REVIEW: South Park’s 22nd Season Rebounds from a Lackluster Season 21


The kids from South Park make a strong comeback in the show's 22nd season.

South Park has proven time and time again to be a respectable platform for creators Trey Parker and Matt Stone to speak their minds through satire and humor.  The “Osama Bin Laden Has Poopy Pants” episode was necessary in rebuilding the nation after the 9/11 terrorist attacks in both providing a caricature to the enemy and making said enemy out to be an idiot. Due to these reasons, fans were left head-scratching when the #cancelsouthpark ad campaign popped up with the announcement for season 22.

It soon became clear however, that the ad campaign marks a return to form in how Parker and Stone deal with the issue. One of the major complaints following season 21 was the show’s decision to not pick sides in its issues, instead opting for confusing critiques where not even the audience knows the message the writers are trying to send.  Rotten Tomatoes gave the season a 58% review, stating that season 21 “delivers an uncharacteristically stilted season that feels timid in its satire and unsure of who or what it’s lampooning.”

Thankfully, the writers seem to know what they are trying to say the 22nd time around in deciding to take a stance on 2018’s most controversial topics instead of pandering.

Episode 1 begins with a math test-interrupted suddenly by a school shooting. But, as this takes place in late 2018, nobody really cares except one “emotional” mother. The shootings occur a couple more times in the first episode and occur in the following episodes as well. The message is clear: school shootings will remain commonplace until we stop treating them as such.

Episode 2 deals with the Catholic Church’s most recent child sexual abuse scandal involving its priests from the perspective of South Park’s resident priest. The town collectively attends church on Sundays to make molestation jokes at Father Maxi’s expense. One Child, Butters, views the town’s bullying of Father Maxi with contempt and resolves to become the Father’s friend. In the episodes’ climax, Father Maxi reveals that he knew about the molestations all along but tried to fix them from within the church. The episode understands the public view on church and provides a face to the modern-day catholic church in Father Maxi. His admittance of fault projects new character and perspective in a previously explored issue.

Episode 3 brings back an old character Mr. Hankey, to represent newly seated Supreme Court justice Brett Kavanaugh as he defends his tweet against the town. While this episode isn’t as poignant or accurate as its predecessors in its societal mockery, the episode doesn’t really have anything to mock in good faith, opting instead for a silly episode focusing on a lowlife who tweeted the wrong thing on Ambien.

Episode 4 both attacks vaping and accepts marijuana into legal society with elementary school students buying Juuls from Cartman and Stan’s dad moving the family to a weed farm in California. The episode places an emphasis on Randy’s distaste of vaping and the widespread use of Juul among young people, elucidating the writer’s distaste for the product

Episode 5 addresses a problem worse than any of the previous ones: too many scooters. The Halloween episode resolves to not have a message-and instead just has scooters.

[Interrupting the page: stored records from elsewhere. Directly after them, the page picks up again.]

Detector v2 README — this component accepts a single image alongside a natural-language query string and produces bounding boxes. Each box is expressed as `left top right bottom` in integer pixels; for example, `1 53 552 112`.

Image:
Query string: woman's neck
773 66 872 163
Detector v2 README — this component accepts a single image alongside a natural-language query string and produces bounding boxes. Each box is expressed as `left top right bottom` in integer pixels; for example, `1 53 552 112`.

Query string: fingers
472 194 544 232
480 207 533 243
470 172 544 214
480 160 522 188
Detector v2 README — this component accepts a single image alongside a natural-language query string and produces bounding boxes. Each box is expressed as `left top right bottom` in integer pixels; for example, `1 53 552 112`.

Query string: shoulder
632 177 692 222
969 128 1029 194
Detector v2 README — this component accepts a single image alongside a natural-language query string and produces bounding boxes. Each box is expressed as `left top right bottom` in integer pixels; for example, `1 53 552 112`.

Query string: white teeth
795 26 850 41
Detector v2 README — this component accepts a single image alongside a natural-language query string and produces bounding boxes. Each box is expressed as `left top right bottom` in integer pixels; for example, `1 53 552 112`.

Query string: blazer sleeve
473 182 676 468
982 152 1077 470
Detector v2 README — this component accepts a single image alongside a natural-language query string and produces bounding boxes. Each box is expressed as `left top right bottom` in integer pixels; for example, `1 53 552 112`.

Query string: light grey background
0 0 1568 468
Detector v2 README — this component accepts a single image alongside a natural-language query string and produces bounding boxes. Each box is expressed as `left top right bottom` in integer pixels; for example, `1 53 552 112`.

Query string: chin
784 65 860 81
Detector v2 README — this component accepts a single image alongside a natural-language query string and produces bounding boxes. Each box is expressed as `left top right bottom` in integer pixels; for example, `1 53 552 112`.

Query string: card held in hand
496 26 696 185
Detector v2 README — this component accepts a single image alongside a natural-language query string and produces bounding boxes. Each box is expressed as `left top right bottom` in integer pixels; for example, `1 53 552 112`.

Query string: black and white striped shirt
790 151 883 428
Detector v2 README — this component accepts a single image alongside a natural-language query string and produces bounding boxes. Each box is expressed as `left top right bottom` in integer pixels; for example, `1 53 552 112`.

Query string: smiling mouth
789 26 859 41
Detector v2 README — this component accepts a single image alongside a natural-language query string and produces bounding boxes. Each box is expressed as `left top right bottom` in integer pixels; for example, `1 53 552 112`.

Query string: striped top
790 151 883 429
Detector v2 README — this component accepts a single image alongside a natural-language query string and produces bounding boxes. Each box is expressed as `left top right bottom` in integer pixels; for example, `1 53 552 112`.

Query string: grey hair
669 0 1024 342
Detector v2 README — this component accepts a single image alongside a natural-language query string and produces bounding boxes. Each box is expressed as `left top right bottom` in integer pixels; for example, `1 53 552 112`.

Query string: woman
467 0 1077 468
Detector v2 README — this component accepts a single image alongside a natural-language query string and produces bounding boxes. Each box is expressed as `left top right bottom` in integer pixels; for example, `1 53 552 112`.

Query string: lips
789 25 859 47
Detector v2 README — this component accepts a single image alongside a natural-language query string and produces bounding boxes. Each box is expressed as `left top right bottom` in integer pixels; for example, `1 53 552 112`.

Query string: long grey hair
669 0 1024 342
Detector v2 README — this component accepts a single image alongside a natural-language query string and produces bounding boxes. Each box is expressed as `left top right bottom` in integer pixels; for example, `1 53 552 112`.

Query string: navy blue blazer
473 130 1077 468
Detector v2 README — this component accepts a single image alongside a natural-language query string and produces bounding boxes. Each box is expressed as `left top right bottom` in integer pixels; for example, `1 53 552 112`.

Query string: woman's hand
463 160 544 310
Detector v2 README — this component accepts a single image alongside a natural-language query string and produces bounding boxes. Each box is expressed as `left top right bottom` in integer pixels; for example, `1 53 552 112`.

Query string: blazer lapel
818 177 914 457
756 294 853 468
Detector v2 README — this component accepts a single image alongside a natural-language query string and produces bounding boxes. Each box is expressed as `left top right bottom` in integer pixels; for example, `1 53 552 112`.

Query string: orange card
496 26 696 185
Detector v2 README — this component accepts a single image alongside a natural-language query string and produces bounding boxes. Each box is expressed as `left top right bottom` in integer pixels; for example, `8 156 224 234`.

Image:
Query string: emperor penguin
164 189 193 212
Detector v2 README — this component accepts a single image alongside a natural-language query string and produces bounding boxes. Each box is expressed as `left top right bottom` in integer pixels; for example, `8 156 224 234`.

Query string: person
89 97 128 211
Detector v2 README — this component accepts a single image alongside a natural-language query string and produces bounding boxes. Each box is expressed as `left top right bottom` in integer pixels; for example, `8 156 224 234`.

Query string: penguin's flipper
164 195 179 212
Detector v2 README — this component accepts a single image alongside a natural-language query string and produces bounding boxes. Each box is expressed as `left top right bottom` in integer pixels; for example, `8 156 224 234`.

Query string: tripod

Episodes 6 and 7 have the gang team up with Al Gore and Satan against a demon ManBearPig. The crime scenes have all been labeled “school shootings” by the lazy police that want to get back to playing Red Dead Redemption II. The root of the ManBearPig problem is the elderly driving cars and eating ice cream, an allegory for global warming as the old people push the problem on the youth as it progressively gets worse. The town attempts to make a deal with the demon: it will leave forever if we give up Soy Sauce and Red Dead Redemption II, or it will leave for five years and come back much worse. The kids paint the elderly out to be villains, but in the end everyone is at fault.

All in all, South Park has proven itself one again a worthy platform into its 22nd season as it continues to highlight the importance of controversial topics, albeit in a mock-serious fashion.